Entonces, los Derechos Humanos y los Derechos de la Naturaleza, que articulan una “igualdad biocéntrica”, siendo analíticamente diferenciables, se complementan y transforman en una suerte de derechos de la vida y derechos a la vida. En el ámbito internacional la tarea no es menos compleja. La estricta vigencia de los Derechos de la Naturaleza exige la existencia de marcos jurídicos e instancias internacionales adecuadas. Los problemas ecológicos son temas que atañen a la Humanidad en su conjunto.

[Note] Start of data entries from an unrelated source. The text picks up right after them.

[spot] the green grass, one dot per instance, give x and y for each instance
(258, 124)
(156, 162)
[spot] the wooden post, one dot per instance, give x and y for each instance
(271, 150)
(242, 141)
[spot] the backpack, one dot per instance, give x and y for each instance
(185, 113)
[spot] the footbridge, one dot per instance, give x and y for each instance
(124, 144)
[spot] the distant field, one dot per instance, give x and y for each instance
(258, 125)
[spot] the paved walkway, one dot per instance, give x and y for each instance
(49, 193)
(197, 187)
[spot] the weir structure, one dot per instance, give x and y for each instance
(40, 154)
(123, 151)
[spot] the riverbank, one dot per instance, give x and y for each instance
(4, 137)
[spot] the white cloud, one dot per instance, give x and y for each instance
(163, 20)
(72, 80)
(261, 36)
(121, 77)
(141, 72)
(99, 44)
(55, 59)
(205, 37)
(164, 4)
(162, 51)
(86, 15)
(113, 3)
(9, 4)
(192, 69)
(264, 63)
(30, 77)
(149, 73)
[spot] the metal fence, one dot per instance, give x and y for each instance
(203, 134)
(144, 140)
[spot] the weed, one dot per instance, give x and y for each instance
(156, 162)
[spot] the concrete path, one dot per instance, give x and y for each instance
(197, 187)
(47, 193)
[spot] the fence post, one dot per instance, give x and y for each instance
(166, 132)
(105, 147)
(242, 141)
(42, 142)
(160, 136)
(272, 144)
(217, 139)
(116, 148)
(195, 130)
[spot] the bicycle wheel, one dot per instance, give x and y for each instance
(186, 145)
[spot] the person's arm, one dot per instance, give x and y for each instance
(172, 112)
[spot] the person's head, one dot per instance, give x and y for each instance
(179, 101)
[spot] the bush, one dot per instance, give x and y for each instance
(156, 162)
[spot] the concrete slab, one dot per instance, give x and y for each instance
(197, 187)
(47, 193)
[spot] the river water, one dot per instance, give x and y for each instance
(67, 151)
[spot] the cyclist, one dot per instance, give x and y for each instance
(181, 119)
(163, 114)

Con este aporte de Esperanza podemos seguir en la tarea de construir la Declaración Universal de los Derechos de la Naturaleza y la de establecer un tribunal para enjuiciar todos los delitos que se comentan a la Madre Tierra. La acción es tanto local como internacional. Y es por eso que los Derechos de la Naturaleza, imbricados cada vez más con los Derechos Humanos, nos conminan a ser parte de una gran minga global que permita impulsar el reencantamiento del mundo (2).-

1 Economista ecuatoriano. Profesor e investigador de la FLACSO-Ecuador. Ministro de Energía y Minas,
enero-junio 2007. Presidente de la Asamblea Constituyente y asambleísta octubre 2007-julio 2008.

2 Tal como lo plantea en su libro Morris Berman, cuyo aporte sirve para rectificar la epistemología dominante y también para construir un nuevo paradigma que entienda en la práctica que los seres humanos formamos parte integral de la vida de la Madre Tierra y del Universo.